This is in response to Don's excellently worded post of 11-20-2000 03:51 PM post

In the post Don wrote:

Chemicals: don't think they did much for creating the problem, just preventing the bees from adapting to it. Most of the chemicals probably don't directly increase the susceptibility of the bees to the mites, though they could weaken them somewhat in general.

Reply:

Chemicals weaken bees. Are not therefore weekened bees more susceptable to mites?
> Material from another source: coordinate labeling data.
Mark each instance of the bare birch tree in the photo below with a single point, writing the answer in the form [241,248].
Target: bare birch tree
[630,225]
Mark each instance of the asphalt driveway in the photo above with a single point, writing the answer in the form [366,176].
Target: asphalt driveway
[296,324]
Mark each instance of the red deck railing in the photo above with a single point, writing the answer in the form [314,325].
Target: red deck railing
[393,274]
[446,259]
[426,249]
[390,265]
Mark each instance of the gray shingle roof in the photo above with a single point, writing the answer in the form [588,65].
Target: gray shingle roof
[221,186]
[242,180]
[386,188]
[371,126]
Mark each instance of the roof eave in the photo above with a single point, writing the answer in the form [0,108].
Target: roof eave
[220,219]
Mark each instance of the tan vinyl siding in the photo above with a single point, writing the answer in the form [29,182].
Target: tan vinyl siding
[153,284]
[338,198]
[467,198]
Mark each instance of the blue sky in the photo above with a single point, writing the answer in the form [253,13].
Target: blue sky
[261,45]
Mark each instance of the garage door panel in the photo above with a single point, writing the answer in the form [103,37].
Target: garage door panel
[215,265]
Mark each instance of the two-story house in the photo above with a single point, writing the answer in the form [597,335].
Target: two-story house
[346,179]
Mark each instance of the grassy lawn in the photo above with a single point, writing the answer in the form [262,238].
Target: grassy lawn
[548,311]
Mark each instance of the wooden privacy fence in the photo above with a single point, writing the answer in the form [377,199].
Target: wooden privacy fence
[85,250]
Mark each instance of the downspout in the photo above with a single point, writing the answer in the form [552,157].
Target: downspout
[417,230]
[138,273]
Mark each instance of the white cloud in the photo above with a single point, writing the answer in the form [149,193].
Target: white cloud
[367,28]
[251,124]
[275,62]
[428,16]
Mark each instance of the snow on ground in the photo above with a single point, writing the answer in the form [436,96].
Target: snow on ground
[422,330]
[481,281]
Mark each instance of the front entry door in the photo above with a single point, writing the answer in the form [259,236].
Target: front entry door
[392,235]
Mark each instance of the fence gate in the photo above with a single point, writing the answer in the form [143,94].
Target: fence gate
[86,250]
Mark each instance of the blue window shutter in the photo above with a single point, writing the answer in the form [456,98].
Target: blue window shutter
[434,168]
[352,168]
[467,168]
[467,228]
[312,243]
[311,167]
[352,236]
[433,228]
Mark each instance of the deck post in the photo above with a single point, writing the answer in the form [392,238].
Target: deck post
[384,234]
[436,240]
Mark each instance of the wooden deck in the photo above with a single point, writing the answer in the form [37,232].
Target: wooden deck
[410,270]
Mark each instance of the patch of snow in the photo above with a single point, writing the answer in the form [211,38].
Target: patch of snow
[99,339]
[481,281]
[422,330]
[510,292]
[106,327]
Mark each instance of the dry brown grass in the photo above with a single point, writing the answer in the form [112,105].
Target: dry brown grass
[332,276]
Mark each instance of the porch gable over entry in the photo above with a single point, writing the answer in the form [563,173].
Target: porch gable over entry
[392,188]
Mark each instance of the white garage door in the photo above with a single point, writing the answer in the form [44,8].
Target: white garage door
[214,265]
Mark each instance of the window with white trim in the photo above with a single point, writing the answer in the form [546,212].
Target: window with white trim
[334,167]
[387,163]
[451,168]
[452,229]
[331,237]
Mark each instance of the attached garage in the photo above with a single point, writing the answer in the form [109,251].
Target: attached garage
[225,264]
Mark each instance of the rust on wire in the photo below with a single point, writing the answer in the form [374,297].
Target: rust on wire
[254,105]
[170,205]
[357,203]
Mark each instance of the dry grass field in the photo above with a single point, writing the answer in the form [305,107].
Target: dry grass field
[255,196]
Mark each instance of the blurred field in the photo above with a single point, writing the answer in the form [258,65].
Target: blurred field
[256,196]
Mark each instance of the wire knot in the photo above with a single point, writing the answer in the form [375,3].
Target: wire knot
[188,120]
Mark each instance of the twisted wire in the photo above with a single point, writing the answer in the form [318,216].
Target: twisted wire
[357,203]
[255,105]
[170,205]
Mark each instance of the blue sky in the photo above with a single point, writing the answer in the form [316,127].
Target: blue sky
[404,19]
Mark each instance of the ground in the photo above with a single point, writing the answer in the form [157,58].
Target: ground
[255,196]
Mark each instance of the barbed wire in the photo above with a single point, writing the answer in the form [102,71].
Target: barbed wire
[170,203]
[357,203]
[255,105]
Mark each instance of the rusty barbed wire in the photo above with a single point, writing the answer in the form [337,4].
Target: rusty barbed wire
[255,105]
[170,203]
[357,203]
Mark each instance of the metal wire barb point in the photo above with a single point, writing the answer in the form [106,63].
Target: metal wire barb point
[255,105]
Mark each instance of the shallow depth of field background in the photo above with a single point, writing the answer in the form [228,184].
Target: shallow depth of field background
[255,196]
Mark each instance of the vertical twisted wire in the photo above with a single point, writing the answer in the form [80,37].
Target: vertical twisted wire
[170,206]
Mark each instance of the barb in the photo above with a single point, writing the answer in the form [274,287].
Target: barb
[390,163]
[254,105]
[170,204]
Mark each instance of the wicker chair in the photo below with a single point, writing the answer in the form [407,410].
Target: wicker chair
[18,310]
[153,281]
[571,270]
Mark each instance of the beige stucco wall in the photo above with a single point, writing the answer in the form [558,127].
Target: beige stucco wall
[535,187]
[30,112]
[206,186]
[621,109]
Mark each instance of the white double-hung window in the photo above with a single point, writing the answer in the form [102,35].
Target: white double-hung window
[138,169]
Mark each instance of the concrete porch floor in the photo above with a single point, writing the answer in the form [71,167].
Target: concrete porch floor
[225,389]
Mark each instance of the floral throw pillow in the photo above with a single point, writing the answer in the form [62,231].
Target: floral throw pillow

How would you relate this to the "Pesticide Treadmill" relative to treatment of agricultural crops for insect predication? or relative to treatment of other farm livestock for insect infestation/parasitic affliction?

Please see 
http://www.beesource.com/pov/lusby/chemtread.htm 

prior to reply.

Comments???

regards:

Dee


----------



## Barry (Dec 28, 1999)

Another article to give some input into this discussion is one Joe Traynor wrote back in 1968.
http://www.beesource.com/pov/traynor/abjmay1968.htm 

-Barry


----------



## Dee A. Lusby (Oct 4, 2000)

This is in reply to Barry's post of 12-06-2000, 12:09 AM

Barry, the information written by Joe Traynor needs to be read. I agree with what he said except that nowadays it is known that DDT does't work the same in all areas of our country with its various climatic differences, killing more in northern latitudes than in southern ones.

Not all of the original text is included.